Maintenant, une autre belle surprise m’attendait sur mon parcours compostelien… ! Après une longue journée de marche et un bon repas, j’arpentai les rues de la ville avec enthousiasme : j’allais bientôt tomber, au détour d’une rue, sur un véritable château des templiers !

Château des templiers, Ponferrada, Espagne.

Des décennies de recherches menées dans les archives secrètes du Vatican ont permis de révéler les secrets enfouis pendant des siècles concernant des procès intentés contre les Templiers. En effet, c’est en 2007 que le Vatican a officiellement publié des documents confirmant que l’ordre avait été absous par le pape Clément V, et qu’il fut victime d’un procès injuste. Ces révélations ont également inspiré plusieurs documentaires consacrés à l’affaire, notamment sur le rôle décisif du roi de France Philippe IV le Bel.

Les procès contre les Templiers, au début du XIVe siècle, sont largement liés à la manœuvre politique de Philippe IV, qui, en 1307, ordonna l’arrestation des Templiers sous des accusations d’hérésie, de reniement du Christ et de rituels secrets. Ce fut avant tout une stratégie pour s’emparer de leur richesse. Les accusations, souvent obtenues sous la torture, ont conduit à des témoignages contradictoires et peu fiables. Le pape Clément V, sous pression, prononça la dissolution de l’Ordre en 1312.

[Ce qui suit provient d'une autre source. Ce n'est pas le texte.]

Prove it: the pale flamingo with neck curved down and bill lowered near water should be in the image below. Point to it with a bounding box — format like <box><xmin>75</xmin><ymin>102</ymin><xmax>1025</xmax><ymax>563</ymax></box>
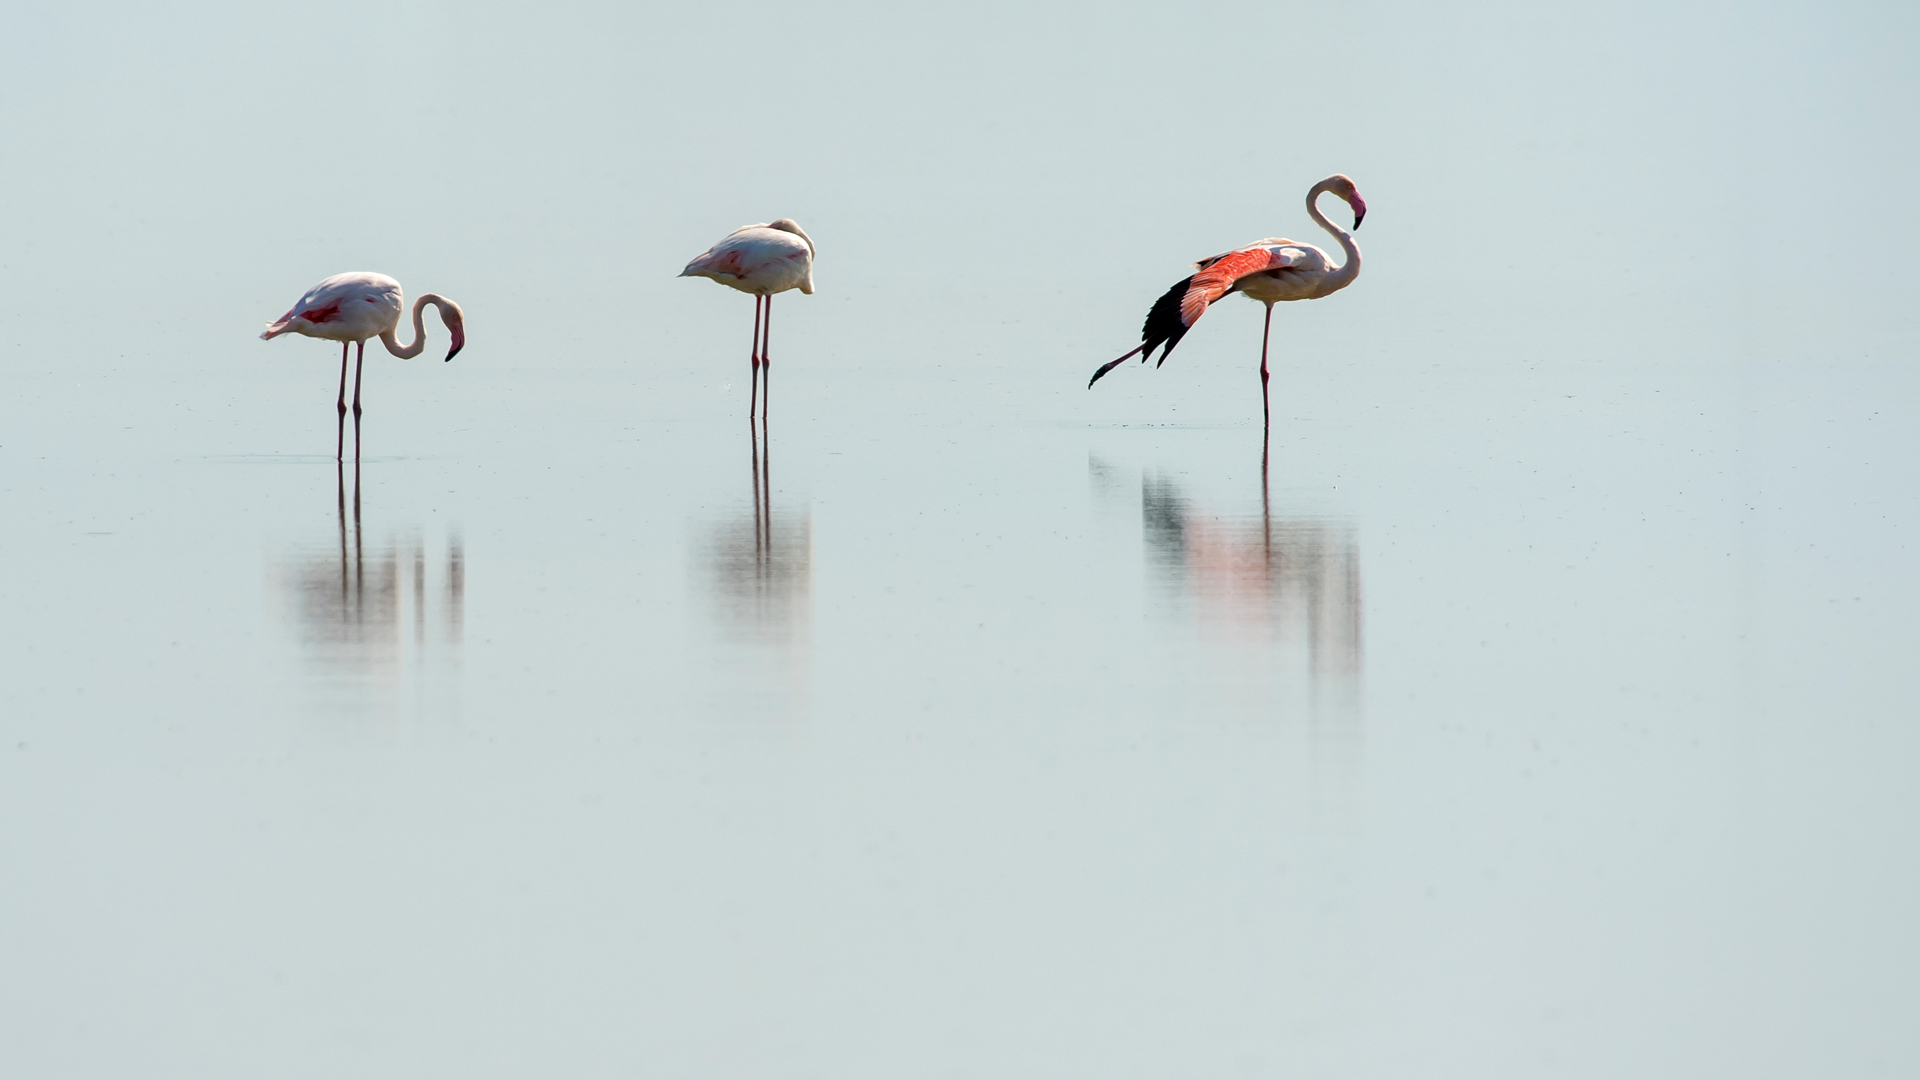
<box><xmin>261</xmin><ymin>271</ymin><xmax>467</xmax><ymax>438</ymax></box>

Aujourd’hui, des fac-similés des documents liés à ces procès, tels que des lettres d’accusation et des interrogatoires, sont conservés dans des musées et archives, dont une exposition au château de Ponferrada en Espagne.

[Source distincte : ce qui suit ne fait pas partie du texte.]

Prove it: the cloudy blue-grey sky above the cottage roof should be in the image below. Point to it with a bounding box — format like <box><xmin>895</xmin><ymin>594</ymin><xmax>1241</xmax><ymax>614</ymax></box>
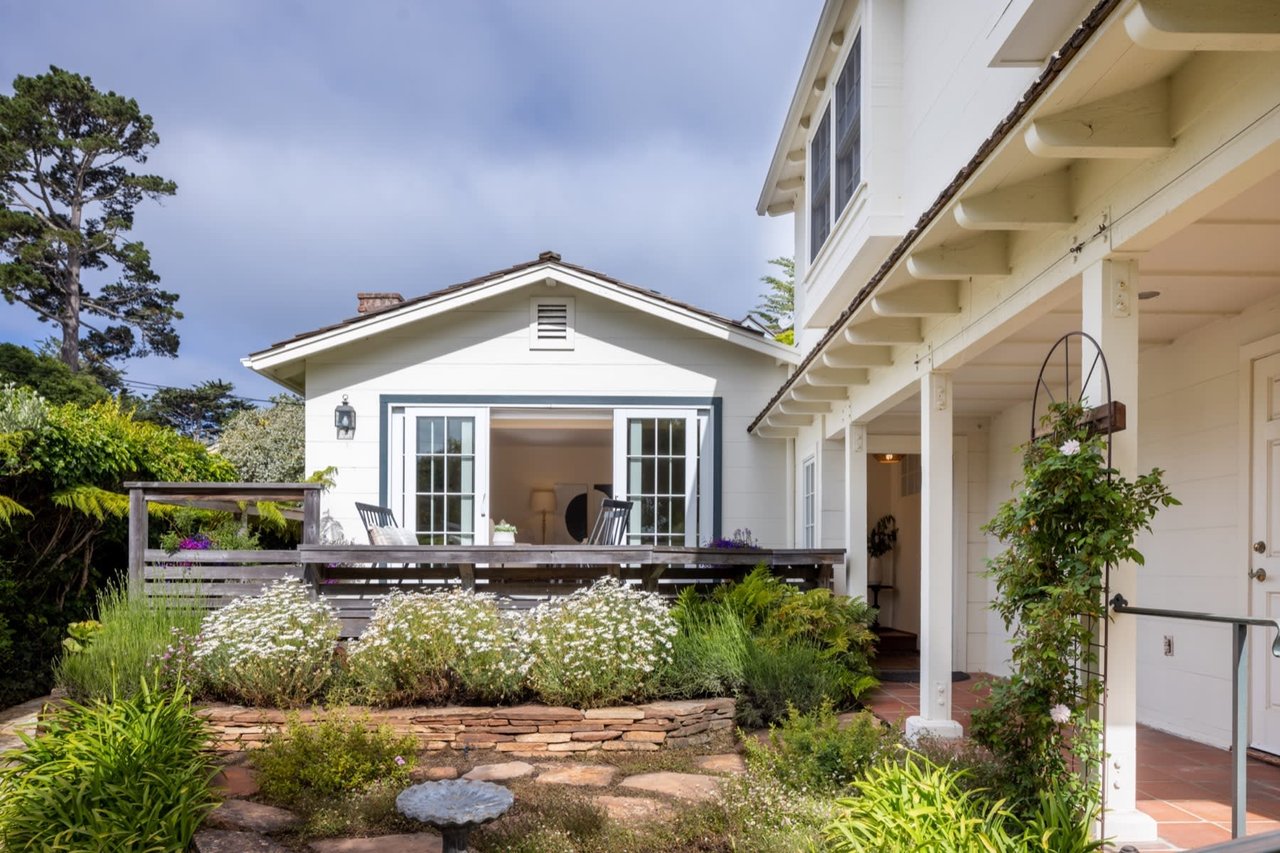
<box><xmin>0</xmin><ymin>0</ymin><xmax>822</xmax><ymax>397</ymax></box>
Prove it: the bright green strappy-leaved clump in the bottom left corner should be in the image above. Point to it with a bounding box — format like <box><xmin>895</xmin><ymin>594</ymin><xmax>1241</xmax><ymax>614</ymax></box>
<box><xmin>0</xmin><ymin>688</ymin><xmax>215</xmax><ymax>853</ymax></box>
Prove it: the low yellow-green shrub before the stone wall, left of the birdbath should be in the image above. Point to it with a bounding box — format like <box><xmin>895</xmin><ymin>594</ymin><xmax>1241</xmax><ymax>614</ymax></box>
<box><xmin>252</xmin><ymin>712</ymin><xmax>417</xmax><ymax>807</ymax></box>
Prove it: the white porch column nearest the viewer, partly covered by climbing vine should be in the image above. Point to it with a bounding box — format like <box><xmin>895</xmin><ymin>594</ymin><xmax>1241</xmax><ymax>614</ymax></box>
<box><xmin>1082</xmin><ymin>260</ymin><xmax>1156</xmax><ymax>841</ymax></box>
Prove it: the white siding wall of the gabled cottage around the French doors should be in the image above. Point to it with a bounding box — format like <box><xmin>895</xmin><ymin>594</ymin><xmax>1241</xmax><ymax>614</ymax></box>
<box><xmin>307</xmin><ymin>286</ymin><xmax>786</xmax><ymax>544</ymax></box>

Ce corpus documentaire, authentifié par trois sceaux cardinalices en cire, met en lumière les confessions de 72 chevaliers interrogés par le pape en 1308, ainsi qu’un parchemin découvert en 2001 contenant l’absolution accordée à Jacques de Molay (Grand Maître de l’Ordre des Templiers) et à d’autres chevaliers, qui furent finalement brûlés vifs.

Les sceaux cardinalices en cire ne sont pas des bulles papales, car elles ont été émises par des cardinaux (les bulles papales sont émises uniquement par des papes).

Ces documents, reproduits en fac-similé par les archives secrètes, ont été acquis en 2007 par la ville de Ponferrada, ancienne cité templière, qui commémore l’héritage de ces chevaliers ayant occupé une partie de leur château entre 1178 et 1308.

Les informations contenues dans cet article proviennent de mes notes de cours d’initiation à la paléographie, cours HIS4023 – Lecture des sources manuscrites, et des panneaux informatifs qui accompagnaient les documents exposés au musée.